After months of worried speculation following the news last September that co-founder Hayao Miyazaki is retiring, it appeared this weekend that the worst fears for the future of Studio Ghibli had come true. Yet while the company’s co-founder and current general manager Toshio Suzuki went on Japanese TV to announce that the beloved animation studio will be taking a break from production to consider its future, he stopped short of saying it’s in danger of shutting forever.

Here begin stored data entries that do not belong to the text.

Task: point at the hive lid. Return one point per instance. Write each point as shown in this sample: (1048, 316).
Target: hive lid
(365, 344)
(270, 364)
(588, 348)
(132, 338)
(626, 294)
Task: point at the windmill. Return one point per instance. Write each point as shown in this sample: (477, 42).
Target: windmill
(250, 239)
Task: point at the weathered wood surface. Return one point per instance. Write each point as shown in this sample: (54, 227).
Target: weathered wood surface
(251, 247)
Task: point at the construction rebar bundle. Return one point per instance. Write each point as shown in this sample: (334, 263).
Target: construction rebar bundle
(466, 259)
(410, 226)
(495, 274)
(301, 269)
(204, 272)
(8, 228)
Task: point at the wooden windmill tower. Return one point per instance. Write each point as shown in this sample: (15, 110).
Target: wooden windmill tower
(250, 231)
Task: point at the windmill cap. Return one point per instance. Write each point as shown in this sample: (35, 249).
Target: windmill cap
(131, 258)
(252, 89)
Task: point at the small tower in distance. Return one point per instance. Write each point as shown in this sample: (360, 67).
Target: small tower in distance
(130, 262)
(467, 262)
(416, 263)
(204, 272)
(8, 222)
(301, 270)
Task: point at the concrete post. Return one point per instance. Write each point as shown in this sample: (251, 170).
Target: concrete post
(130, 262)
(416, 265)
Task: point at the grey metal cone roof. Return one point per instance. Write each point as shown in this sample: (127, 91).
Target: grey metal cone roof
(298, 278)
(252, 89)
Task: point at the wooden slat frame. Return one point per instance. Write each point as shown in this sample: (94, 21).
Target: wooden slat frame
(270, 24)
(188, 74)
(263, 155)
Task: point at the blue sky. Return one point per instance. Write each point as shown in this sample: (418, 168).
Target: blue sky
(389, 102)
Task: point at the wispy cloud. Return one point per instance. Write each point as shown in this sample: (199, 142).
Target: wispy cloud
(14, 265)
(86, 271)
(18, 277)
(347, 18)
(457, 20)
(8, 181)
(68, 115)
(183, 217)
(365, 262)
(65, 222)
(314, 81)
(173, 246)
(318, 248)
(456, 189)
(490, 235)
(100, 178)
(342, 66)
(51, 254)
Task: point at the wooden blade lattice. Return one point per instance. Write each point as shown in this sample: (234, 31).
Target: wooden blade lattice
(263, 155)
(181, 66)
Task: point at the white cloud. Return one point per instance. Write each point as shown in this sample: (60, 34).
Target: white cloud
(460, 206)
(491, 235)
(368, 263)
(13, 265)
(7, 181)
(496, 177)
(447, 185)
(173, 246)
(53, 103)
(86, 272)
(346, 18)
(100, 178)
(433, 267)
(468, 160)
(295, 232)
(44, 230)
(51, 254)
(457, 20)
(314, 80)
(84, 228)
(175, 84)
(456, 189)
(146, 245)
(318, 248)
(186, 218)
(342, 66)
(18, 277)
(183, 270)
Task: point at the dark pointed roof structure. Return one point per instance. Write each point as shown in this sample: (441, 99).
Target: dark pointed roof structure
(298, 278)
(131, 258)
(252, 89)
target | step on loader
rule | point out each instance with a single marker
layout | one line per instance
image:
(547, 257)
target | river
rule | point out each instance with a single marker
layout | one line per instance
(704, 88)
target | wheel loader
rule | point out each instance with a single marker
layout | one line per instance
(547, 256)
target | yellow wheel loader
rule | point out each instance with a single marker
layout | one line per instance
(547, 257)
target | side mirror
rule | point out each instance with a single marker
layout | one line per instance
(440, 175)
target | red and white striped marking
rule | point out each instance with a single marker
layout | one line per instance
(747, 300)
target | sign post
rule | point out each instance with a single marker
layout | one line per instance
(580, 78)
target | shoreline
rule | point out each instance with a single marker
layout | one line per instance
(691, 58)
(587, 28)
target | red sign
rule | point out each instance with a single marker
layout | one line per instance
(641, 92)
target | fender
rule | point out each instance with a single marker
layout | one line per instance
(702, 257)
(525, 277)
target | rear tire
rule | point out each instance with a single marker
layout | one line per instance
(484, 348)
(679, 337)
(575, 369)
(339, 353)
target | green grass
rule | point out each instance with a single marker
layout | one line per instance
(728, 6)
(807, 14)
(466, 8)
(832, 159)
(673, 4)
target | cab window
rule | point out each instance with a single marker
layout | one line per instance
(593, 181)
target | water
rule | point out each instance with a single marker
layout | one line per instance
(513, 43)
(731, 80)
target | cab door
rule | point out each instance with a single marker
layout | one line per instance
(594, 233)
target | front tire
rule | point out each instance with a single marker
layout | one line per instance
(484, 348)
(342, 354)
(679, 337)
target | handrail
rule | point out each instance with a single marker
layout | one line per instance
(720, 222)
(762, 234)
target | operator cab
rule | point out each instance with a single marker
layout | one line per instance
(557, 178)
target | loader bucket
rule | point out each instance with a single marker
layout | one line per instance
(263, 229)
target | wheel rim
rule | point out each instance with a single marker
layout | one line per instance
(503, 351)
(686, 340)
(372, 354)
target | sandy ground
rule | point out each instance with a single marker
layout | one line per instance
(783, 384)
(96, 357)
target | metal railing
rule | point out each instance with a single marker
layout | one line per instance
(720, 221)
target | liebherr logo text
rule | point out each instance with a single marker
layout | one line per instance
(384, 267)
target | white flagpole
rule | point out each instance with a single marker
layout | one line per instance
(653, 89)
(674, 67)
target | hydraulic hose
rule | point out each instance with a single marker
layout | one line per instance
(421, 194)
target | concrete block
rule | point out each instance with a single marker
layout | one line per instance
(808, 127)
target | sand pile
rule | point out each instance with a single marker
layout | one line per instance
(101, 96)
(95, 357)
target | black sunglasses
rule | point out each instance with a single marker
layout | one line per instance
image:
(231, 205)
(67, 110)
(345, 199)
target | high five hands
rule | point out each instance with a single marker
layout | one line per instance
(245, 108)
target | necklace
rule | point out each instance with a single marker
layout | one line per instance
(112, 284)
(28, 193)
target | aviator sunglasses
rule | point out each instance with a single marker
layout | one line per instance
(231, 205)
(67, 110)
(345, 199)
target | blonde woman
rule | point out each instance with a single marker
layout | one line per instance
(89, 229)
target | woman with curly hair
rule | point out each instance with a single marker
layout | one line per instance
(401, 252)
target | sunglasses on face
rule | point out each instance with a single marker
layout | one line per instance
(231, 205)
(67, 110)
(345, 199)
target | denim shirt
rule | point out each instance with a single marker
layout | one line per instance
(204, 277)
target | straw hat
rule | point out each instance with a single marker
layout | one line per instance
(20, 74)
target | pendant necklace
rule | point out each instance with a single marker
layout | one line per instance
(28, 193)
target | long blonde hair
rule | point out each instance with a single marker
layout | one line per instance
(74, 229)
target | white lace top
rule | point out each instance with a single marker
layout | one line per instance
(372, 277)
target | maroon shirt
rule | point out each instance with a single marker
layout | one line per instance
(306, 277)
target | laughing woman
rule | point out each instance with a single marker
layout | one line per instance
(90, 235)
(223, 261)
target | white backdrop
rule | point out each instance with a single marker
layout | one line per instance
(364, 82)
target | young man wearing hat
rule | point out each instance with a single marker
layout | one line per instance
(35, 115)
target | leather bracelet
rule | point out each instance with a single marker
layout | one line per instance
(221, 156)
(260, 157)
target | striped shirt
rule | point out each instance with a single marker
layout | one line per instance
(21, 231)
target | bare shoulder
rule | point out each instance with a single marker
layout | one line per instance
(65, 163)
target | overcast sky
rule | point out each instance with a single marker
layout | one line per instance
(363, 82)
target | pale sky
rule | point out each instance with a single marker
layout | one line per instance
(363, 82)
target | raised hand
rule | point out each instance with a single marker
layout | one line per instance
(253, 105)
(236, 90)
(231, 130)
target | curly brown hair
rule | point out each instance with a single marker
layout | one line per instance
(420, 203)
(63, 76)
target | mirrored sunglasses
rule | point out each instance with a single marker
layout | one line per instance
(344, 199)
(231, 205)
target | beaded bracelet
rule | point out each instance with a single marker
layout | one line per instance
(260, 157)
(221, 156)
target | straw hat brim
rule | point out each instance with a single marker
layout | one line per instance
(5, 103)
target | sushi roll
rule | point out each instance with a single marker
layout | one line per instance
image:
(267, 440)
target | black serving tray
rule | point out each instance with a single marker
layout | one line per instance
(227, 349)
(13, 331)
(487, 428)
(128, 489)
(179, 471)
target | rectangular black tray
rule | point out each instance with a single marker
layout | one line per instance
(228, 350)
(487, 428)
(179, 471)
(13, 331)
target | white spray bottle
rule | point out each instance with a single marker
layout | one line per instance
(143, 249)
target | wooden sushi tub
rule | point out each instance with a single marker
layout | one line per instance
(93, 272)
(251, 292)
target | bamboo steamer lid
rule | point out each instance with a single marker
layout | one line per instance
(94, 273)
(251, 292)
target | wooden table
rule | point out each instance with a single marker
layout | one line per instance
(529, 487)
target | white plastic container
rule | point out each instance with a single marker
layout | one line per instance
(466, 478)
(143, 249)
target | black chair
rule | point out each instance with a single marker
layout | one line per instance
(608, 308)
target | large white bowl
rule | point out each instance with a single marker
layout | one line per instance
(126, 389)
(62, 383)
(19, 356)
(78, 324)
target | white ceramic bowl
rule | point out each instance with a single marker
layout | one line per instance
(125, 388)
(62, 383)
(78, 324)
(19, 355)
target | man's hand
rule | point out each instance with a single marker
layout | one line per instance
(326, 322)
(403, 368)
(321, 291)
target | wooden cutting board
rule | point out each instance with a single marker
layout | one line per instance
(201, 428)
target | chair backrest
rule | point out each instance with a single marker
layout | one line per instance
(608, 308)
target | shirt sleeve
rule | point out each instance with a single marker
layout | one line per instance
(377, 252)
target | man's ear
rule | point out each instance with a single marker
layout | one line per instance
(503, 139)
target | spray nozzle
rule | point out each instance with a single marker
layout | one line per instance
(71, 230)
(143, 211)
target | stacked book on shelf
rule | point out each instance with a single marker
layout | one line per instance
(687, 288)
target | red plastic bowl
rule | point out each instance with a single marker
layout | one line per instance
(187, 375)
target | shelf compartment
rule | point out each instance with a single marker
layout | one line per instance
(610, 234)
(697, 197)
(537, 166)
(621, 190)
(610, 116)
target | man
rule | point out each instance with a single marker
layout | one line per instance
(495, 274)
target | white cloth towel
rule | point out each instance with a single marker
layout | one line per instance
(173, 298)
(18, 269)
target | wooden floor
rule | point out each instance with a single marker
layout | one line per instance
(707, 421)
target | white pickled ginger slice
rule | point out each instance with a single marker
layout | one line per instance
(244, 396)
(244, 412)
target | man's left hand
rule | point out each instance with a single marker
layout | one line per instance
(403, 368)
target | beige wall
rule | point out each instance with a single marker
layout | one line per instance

The studio that brought the world such delightful classics as My Neighbour Totoro, Spirited Away, The Cat Returns and Howl’s Moving Castle will take its current focus away from making new films, and manage the copyright and licensing trademarks from its existing library. While an original report had Suzuki announcing an effective closure of the studio, further digging by the likes of Kotaku has instead pointed to team Ghibli instead taking a break to restructure the company and figure out a way to economise to maintain its future as a working studio.
Part of the reason for the breather has been the rising costs and disappointing box-office returns for some of the company’s most recent films. With the team preferring to keep production in-house as opposed to the cheaper option of sending work overseas, the expense of making new movies has become prohibitive. There’s no word on whether the company’s films in development will be permanently shuttered, and it still has When Marnie Was There – which doesn’t have a UK release date yet – ready for the world to see.
Though the company’s fortunes don’t appear to be in perfect shape, this hopefully means Studio Ghibli as we know it won’t close its doors for good, which would be a sad loss for cinema.